Only the latest release receives security updates. We recommend always running the most recent version.

Reporting a Vulnerability

Do not open a public GitHub issue for security vulnerabilities.

Please report vulnerabilities privately by emailing it@dockermint.io with the following details:

  • Description of the vulnerability
  • Steps to reproduce
  • Affected version(s) and toolchain(s)
  • Impact assessment (what an attacker could achieve)
  • Any suggested fix, if applicable

You can expect an initial acknowledgement within 48 hours and a detailed response within 7 business days. We will coordinate disclosure timing with you and credit reporters unless anonymity is requested.

Scope

The following are in scope for security reports:

  • Dockermint CLI, Daemon, and RPC components
  • Recipe parsing and Dockerfile generation (TemplateEngine variable interpolation)
  • Registry authentication and image push workflows
  • BuildKit builder management and cross-compilation pipelines
  • Configuration loading and secret handling
  • Dependencies shipped in release binaries

The following are out of scope:

  • Vulnerabilities in upstream Cosmos SDK chains or their node software
  • Docker Engine or BuildKit vulnerabilities (report these to Docker)
  • Social engineering attacks against maintainers

Security Practices

Dockermint follows these security principles across the codebase:

  • No secrets in code or configuration files. All sensitive values are stored in .env (excluded via .gitignore) and loaded through dotenvy or std::env.
  • No logging of sensitive data. Passwords, tokens, API keys, and PII are never written to logs.
  • Sensitive types use the secrecy crate to prevent accidental exposure through Debug, Display, or serialization.
  • No unsafe code unless strictly necessary, with documented safety invariants.
  • Dependency auditing.

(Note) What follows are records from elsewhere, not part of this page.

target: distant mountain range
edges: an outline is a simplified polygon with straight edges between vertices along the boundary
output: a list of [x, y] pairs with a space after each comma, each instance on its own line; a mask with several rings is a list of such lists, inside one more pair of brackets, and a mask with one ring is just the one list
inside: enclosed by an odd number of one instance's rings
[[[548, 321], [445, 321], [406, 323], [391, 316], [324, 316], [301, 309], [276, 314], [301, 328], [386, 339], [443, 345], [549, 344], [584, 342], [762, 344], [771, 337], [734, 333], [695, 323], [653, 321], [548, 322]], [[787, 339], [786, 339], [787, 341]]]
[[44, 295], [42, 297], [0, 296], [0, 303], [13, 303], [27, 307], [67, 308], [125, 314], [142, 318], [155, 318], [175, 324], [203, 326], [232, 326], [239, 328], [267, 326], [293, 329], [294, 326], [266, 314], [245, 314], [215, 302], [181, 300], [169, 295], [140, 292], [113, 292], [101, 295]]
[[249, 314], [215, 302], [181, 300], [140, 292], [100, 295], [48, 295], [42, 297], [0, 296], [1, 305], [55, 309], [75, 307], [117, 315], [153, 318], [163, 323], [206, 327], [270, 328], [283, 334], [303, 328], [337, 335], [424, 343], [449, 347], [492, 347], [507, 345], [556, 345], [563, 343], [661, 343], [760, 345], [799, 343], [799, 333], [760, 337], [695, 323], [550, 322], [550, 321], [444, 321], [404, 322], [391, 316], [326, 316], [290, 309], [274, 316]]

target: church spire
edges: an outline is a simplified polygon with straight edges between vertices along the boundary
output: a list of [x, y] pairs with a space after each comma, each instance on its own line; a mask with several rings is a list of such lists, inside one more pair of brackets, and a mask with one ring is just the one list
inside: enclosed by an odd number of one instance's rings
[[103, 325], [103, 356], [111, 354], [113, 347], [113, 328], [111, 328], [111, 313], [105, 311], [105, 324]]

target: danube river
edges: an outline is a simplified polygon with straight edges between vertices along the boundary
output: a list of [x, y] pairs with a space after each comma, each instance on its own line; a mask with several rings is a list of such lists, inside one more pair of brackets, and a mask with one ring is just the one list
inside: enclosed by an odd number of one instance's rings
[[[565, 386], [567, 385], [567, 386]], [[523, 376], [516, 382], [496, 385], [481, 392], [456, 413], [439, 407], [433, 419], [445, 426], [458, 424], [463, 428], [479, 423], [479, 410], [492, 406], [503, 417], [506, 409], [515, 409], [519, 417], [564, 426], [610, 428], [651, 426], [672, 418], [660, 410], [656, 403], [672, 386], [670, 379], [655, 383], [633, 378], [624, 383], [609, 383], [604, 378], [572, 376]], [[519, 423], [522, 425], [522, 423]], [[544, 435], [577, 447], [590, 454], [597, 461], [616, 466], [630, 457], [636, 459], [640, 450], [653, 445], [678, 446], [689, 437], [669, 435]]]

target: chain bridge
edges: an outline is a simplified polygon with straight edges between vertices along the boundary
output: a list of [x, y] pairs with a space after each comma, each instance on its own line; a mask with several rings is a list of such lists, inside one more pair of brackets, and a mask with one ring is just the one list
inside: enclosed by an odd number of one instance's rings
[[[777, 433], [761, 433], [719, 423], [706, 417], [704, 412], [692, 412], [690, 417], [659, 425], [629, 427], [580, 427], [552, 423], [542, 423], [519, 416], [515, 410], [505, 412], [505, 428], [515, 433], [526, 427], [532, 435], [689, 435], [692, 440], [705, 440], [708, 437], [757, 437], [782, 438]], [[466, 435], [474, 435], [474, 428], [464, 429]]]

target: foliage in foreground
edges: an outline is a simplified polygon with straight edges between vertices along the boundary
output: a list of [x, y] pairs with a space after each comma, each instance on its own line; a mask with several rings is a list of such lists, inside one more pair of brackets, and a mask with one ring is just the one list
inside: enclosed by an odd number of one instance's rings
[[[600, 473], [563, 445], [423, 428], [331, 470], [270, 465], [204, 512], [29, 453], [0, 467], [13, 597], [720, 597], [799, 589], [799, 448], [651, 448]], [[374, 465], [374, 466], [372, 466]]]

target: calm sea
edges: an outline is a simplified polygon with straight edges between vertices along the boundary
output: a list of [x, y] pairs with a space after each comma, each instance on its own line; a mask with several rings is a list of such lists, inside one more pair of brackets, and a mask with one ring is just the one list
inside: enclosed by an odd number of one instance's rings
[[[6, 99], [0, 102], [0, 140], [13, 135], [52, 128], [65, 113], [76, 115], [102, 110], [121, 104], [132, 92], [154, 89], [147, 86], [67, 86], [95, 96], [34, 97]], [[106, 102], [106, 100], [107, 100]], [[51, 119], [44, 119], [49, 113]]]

All dependencies are checked with cargo audit and cargo deny before each release.
  • GPG-signed commits. All contributions must be signed to ensure authorship integrity.
  • Rootless images. Recipe validation requires successful running in a rootless container context.

Disclosure Policy

We follow a coordinated disclosure process:

  1. Reporter submits vulnerability privately via email.
  2. Maintainers acknowledge, triage, and begin working on a fix.
  3. A patched release is prepared and tested across all mandatory toolchains.
  4. The fix is released alongside a security advisory on GitHub.
  5. Public disclosure occurs after the fix is available, or after 90 days, whichever comes first.